Os mostos e os mostos concentrados não devem tornar-se numa matéria-prima destinada à produção de vinhos anónimos. A AREV recusa radicalmente a importação e a vinificação de mostos dos países terceiros para fazer vinhos na Europa – como a mistura de vinhos de países terceiros com os vinhos da UE.

Destilações

A destilação de crise já não preenche a sua função inicial de instrumento de gestão de crise. Em contrapartida, os subsídios concedidos à destilação dos subprodutos, nomeadamente das borras, protegem o mercado do vinho contra as fraudes e constituem uma medida ambiental importante. A AREV declara ser favorável à possibilidade de eliminação dos subprodutos por compostagem controlada, como já se pratica em certos Estados membros.
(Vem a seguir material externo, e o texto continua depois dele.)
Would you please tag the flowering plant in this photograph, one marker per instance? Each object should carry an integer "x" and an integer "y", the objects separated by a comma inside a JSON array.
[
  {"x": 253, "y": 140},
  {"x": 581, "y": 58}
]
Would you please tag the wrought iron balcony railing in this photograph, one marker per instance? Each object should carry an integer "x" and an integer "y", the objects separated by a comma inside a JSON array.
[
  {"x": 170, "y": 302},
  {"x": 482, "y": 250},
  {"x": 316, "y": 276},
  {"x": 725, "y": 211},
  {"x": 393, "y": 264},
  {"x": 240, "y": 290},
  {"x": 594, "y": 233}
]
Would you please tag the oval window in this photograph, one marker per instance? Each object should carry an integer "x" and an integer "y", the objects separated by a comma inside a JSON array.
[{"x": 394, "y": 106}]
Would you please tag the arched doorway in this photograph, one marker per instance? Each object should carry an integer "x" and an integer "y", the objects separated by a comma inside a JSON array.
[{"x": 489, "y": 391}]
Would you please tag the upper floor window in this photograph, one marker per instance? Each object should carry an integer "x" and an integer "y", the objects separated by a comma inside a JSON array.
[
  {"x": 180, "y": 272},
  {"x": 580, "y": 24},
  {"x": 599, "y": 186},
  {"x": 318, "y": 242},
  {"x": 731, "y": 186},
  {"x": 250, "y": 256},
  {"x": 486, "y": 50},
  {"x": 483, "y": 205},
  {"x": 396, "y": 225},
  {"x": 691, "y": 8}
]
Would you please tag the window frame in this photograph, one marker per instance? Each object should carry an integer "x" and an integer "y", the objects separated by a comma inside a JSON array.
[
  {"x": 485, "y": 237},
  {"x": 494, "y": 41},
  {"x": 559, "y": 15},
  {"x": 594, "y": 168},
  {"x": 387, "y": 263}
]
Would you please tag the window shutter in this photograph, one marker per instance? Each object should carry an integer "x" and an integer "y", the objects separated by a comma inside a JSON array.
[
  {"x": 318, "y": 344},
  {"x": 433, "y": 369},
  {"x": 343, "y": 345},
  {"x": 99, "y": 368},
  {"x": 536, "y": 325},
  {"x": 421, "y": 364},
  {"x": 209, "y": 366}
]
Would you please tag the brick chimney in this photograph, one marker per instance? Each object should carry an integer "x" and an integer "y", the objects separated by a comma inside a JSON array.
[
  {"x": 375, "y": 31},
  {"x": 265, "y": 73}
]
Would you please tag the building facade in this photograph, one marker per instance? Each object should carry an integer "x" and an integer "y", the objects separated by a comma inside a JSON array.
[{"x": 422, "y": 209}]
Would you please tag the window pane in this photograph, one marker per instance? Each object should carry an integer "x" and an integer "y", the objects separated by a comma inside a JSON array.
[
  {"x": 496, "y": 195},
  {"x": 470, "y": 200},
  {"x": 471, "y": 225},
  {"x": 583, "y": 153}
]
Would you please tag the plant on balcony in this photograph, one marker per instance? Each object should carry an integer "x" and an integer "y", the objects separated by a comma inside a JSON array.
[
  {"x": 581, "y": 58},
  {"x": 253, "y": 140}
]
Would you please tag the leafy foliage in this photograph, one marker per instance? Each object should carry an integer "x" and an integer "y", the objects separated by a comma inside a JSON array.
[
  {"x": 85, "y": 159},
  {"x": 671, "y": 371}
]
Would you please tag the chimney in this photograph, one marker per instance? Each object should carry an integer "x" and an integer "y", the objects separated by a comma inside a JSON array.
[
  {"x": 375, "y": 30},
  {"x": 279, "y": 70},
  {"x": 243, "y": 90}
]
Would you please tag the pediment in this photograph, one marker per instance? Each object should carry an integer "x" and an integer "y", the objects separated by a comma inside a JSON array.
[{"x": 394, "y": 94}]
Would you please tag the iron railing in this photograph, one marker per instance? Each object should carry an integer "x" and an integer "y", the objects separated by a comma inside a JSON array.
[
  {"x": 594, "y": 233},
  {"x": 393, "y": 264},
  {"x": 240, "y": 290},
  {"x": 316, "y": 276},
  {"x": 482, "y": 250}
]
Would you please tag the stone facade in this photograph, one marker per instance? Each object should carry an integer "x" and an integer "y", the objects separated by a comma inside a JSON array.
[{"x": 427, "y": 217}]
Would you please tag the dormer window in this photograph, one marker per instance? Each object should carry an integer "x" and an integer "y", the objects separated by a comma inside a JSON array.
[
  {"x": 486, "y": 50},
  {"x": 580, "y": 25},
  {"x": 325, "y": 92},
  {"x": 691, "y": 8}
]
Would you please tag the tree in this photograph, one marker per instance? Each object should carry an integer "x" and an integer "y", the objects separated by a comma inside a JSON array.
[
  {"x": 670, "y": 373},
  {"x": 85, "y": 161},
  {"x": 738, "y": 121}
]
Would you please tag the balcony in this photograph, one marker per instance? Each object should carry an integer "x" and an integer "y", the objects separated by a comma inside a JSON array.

Os subsídios que se destinam à destilação do álcool de boca podem ser reduzidos de forma degressiva e desaparecer após alguns anos. A produção tradicional de vinhos fortificados que beneficiam de denominações de origem controlada deve continuar a ser levada em consideração.

Organização Mundial do Comércio

A AREV declara-se favorável à abertura dos mercados no mundo. Líder absoluto no sector do vinho, a União Europeia deve agir como tal e servir-se da sua posição de força. As mesmas regras do mercado devem ser aplicáveis a todos. A UE deve velar pela aplicação deste princípio tanto na reforma da OCM como nos acordos bilaterais ou multilaterais. Deve sobretudo combater energicamente os entraves alfandegários, as desvantagens fiscais e o proteccionismo administrativo. A UE deve também empenhar-se, na Europa e nos países terceiros, na defesa das indicações geográficas e das denominações de origem através da criação de um registo multilateral para os vinhos e bebidas espirituosas no âmbito das negociações da OMC e do acordo ADPIC.

Competências institucionais

A AREV opõe-se categoricamente a qualquer transferência de competências do Conselho para a Comissão.

Resolução adoptada por unanimidade no dia 21 de Abril de 2007 aquando da Sessão Plenária de Estugarda.